El Versius, según lo anota el
Capitán Arthur Thompson en su libro póstumo Sueños Inestables (1754), es un
animal que encierra todas las contradicciones del universo y que sólo aparece
durante períodos de intensa lluvia. Su cuerpo enorme, como el del Ave Roc
citada por Borges, se aplana hasta volverse exiguo cuando recibe el calor del
sol, pero nuevamente cobra volúmenes formidables bajo los aguaceros del mundo.

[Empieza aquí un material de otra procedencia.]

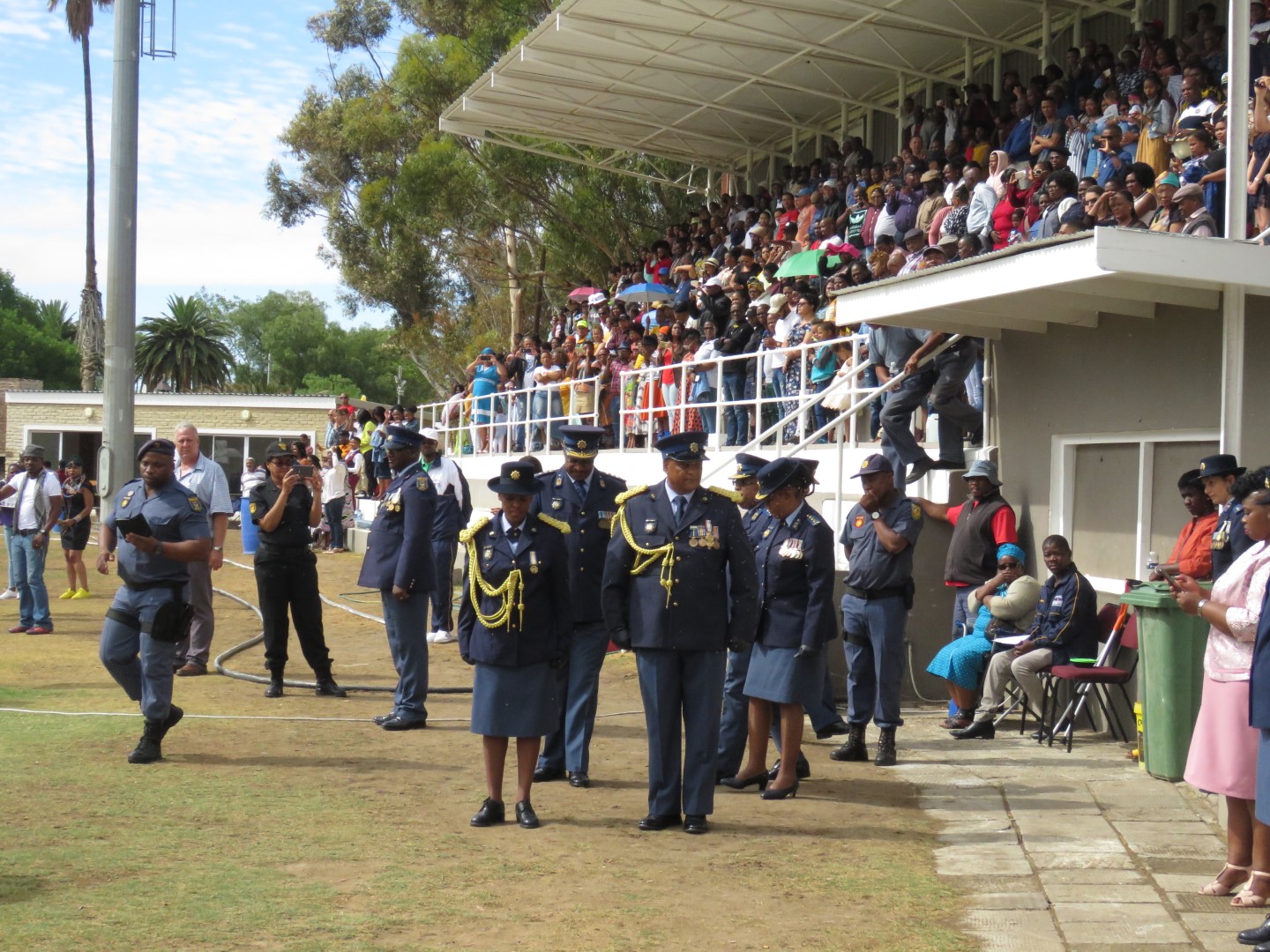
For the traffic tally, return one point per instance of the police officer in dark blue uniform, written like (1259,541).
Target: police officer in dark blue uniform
(163,528)
(735,723)
(514,625)
(586,499)
(878,539)
(796,620)
(399,564)
(1229,541)
(680,588)
(286,569)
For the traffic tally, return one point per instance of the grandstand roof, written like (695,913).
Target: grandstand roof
(716,83)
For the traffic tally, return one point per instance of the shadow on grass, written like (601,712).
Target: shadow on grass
(19,889)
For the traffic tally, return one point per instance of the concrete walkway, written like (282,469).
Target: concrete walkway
(1079,851)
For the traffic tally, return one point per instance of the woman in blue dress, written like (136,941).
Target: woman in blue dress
(1002,606)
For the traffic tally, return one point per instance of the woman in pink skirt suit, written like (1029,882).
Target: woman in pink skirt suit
(1223,752)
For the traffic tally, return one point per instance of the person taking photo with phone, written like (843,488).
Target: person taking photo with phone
(286,507)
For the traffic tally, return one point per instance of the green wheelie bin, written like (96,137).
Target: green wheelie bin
(1169,677)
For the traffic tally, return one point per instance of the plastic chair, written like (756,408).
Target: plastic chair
(1096,682)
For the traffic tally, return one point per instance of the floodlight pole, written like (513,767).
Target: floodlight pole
(115,464)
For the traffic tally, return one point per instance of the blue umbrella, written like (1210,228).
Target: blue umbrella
(646,294)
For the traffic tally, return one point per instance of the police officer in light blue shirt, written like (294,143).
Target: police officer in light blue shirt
(399,564)
(164,530)
(878,539)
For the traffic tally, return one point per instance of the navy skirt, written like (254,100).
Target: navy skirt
(776,675)
(514,703)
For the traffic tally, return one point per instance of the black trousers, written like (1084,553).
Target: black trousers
(288,579)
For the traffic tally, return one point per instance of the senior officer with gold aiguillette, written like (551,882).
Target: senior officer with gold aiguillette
(585,498)
(399,564)
(681,589)
(514,623)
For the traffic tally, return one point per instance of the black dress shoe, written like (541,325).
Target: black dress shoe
(399,724)
(658,822)
(1258,936)
(526,816)
(833,730)
(490,811)
(979,730)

Sólo dos personas lo han visto entre los temporales: el Capitán Thompson, una
etílica noche de invierno en Madagascar; y el poeta griego Euxino, cuya obra
fundamental desapareció en el naufragio del barco donde perseguía a las Musas
(34 a.C.)
La hechura de El Versius no
tiene principio ni arribo, posee escamas translúcidas, colmillos en sucesión,
orejas nimias y su organismo funciona como estigma de contrariedad: defeca por
la boca y se alimenta por un gran orificio posterior, respira por ombligos
escondidos y bota el aire por ocho ojos descomunales. Piensa nada más que en
futuro, aunque en un futuro tan próximo que no puede diferenciar del presente;
sonríe en circunstancias aciagas, lloriquea en sucesos bienaventurados, odia a
quienes lo protegen y se apega a los adversarios.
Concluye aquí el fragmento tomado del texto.